The existing yet incomplete toxicological and epidemiological data on DEHP-free alternative plasticizers and PVC-free polymers indicate they are potentially less harmful than neonatal exposure to DEHP, and can be considered suitable in medical bags and tubing, especially when used in high-exposure procedures. Although lifecycle analyses of DEHP alternatives are essential, because of the known environmental and health hazards related to the production and disposal of PVC, and the leaching potential from alternative DEHP-free plasticizers, a complete withdrawal of PVC in medical tubing and bags may be the most appropriate solution, especially when containing or transporting lipid solutions, and the use of PVC-free polymers may be the preferred alternative.9,13,56,92,93 However, because of significant data gaps and the lack of consistent methods for comparing health and ecological impacts of compounds described above, a thorough analysis of these alternatives to PVC and DEHP is required.13,15,77
Hospitals are increasingly demanding PVC-free products thereby driving the research and development in the alternative polymer market.13,77 European manufacturers and suppliers are heeding regulatory pressures and this demand is leading to increased development of PVC-free alternatives, although technically exacting products may not yet exist for every DEHP-containing product.15,13 Another important consideration is that a comprehensive switch to DEHP-free products in a NICU may constitute a multi-year endeavor due to inherent contractual purchase agreements between supplying manufacturers/vendors, and hospitals.

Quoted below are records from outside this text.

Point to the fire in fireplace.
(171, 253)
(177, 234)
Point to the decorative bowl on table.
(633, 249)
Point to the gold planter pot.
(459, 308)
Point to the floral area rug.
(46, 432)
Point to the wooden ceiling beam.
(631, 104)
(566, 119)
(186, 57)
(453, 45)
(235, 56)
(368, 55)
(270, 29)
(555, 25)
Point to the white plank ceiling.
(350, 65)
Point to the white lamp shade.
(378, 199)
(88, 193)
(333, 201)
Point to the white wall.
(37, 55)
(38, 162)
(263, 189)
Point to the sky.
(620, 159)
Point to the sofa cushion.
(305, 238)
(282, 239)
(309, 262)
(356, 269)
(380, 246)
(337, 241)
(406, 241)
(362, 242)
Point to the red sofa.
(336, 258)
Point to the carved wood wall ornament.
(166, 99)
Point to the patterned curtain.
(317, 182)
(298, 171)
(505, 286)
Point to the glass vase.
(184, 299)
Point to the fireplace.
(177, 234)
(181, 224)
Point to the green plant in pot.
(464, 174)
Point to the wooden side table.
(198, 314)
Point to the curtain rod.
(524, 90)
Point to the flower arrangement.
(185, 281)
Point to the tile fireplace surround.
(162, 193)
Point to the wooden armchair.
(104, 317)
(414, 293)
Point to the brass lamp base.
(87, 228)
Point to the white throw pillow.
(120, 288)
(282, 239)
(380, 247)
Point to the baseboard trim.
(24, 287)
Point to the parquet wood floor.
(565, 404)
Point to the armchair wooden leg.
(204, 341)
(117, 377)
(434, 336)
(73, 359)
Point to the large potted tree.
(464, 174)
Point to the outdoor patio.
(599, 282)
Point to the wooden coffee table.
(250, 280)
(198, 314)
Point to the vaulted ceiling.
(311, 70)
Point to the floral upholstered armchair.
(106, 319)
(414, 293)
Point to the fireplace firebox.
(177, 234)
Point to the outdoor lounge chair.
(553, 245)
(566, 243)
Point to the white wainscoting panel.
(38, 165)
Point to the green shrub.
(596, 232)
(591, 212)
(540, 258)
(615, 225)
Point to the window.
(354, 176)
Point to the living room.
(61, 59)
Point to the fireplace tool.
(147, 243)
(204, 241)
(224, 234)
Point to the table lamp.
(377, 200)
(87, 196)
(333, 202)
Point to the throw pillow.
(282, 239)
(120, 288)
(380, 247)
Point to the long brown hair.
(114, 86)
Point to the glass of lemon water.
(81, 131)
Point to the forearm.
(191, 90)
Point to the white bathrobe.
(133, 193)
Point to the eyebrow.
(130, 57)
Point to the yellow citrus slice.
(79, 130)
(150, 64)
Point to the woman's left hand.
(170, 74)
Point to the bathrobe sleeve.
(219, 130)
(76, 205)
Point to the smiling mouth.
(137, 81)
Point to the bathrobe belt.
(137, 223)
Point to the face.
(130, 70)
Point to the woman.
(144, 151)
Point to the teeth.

As new products with alternative plasticizers and polymers appear on the medical device market, it is important to weigh their potential health effects against those of DEHP, particularly in the NICU setting. Comprehensive sub-chronic and chronic toxicity studies on the alternative plasticizers and polymers are critical and overdue.15 Given the increased susceptibility of neonates, as well as the known adverse health effects of DEHP, any DEHP-free alternative should be thoroughly evaluated based on comprehensive toxicological study, monitoring for long-term health effects and standards of safety, as well as its functional effectiveness, cost-efficiency and regulatory compliance.79
This work was supported by NIH R01 ES013543, 5 P30 ES009089 and T32 ES007322. Research for this manuscript was carried out in part by MPH students in the Department of Environmental Health Sciences, Mailman School of Public Health, Columbia University. We would like to gratefully acknowledge the contributions of Sarah Autry, Alexis Harman, Kristen Coates, Elizabeth DelGiacco, Anthony Oliver, Jordana Rothchild and Sheila Viswanathan.
Conflict of interest
The authors declare no conflict of interest.